A WIDNES sports journalism student proudly took home a prestigious award after creating a behind the scenes documentary about his favourite rugby team – Widnes Vikings.

Jack Kinsella was crowned winner of ‘Best Student Project’ of 2022 at the official National Council for the Training of Journalists (NCTJ) awards ceremony last Thursday, 2.

As a huge supporter of his local rugby team, Jack, 22, wanted to create a documentary to highlight how important the Vikings are to the community of Widnes and the impact they have had.

So, he created More Than A Club, an emotional documentary involving interviews with players, coaches, staff and more to give viewers at special insight into the workings of the club.

Judges of the awards described the documentary as 'of a professional standard' and stated it had a blend of 'emotion and nostalgia'.

Speaking on his victory, Jack said: “It felt amazing to win the award and to represent LJMU alongside a classmate at the ceremony.

“I’m really pleased to have been selected and I’m really thankful to those who helped me develop this project along the way.”

The journalism student at Liverpool John Moores University (LJMU), prior to the documentary being created, spent time doing work experience for the media team at the Vikings which he described as ‘insightful’.

It was during that time he got to experience a true taste for his passion of sports journalism, as well as gaining a closer look into the team he has supported since birth.

Runcorn and Widnes World: Jack Kinsella accepting the award at the NCTJ award ceremony Jack Kinsella accepting the award at the NCTJ award ceremony (Image: Twitter)

Speaking on where the idea for the documentary evolved from, he said: “As a Widnes supporter the idea was one that I had already experienced essentially as I knew about the club’s struggles and financial difficulties etc.

“After doing background research I found out more about the club’s history and formed a storyline based on the success of Widnes home-grown talent and how the value of this has changed over time.

“I got in touch after doing a short work experience period at the Vikings and discussed plans for a more ‘filmic’ documentary, which could help them tell stories which haven’t been told and show their importance in the community.”

A former student at Wade Deacon High School, Jack said the process of creating the documentary was extremely ‘rewarding’, and even more so now after receiving praise and recognition from the official journalism board.

“It’s so rewarding for me to create images that tell important stories and being recognised for that is really special.
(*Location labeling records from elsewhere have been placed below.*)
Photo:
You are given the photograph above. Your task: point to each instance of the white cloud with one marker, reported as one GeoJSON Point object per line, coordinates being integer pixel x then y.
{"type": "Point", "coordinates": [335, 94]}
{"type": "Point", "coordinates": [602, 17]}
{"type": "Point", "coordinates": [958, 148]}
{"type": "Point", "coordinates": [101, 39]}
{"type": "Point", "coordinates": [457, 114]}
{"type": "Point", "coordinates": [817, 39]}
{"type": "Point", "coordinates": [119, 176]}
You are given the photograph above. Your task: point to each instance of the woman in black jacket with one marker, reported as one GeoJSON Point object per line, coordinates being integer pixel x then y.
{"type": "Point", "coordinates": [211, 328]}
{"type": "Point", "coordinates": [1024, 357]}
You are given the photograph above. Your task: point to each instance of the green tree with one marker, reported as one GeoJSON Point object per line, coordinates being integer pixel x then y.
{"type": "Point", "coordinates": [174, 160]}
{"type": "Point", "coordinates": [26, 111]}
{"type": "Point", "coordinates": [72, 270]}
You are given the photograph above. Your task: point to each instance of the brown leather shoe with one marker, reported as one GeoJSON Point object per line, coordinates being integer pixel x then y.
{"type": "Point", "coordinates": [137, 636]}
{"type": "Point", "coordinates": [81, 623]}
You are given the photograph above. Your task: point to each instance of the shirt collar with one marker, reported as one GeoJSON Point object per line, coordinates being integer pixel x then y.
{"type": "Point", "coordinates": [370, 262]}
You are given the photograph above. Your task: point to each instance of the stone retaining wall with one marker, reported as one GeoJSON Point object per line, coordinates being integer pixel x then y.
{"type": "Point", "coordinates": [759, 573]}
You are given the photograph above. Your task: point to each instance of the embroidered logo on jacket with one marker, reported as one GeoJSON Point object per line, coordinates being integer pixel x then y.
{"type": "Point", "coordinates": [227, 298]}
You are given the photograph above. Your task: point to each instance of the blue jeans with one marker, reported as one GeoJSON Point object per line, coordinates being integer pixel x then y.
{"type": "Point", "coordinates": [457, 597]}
“I learnt so much and even when I’m shooting new documentaries at the moment I think back to this project and use it as a marker that I can only go upwards from.”

Pete Leydon, sports journalism lecturer at LJMU said: “Jack’s success is testament to his talent and hard work, and we are all really proud of him in the LJMU Journalism department.”

The ambitious creator will graduate from his journalism degree at the end of this month and currently works as a freelance cinematography as well as being a runner for documentary, TV and film.

He hopes to continue to use his journalistic skills for future projects and documentaries.

“Being able to create this documentary on a team that I support and to win an award for this is something I’ll remember forever.

“I want to say thanks to everyone at LJMU and the Vikings who helped me along the way.”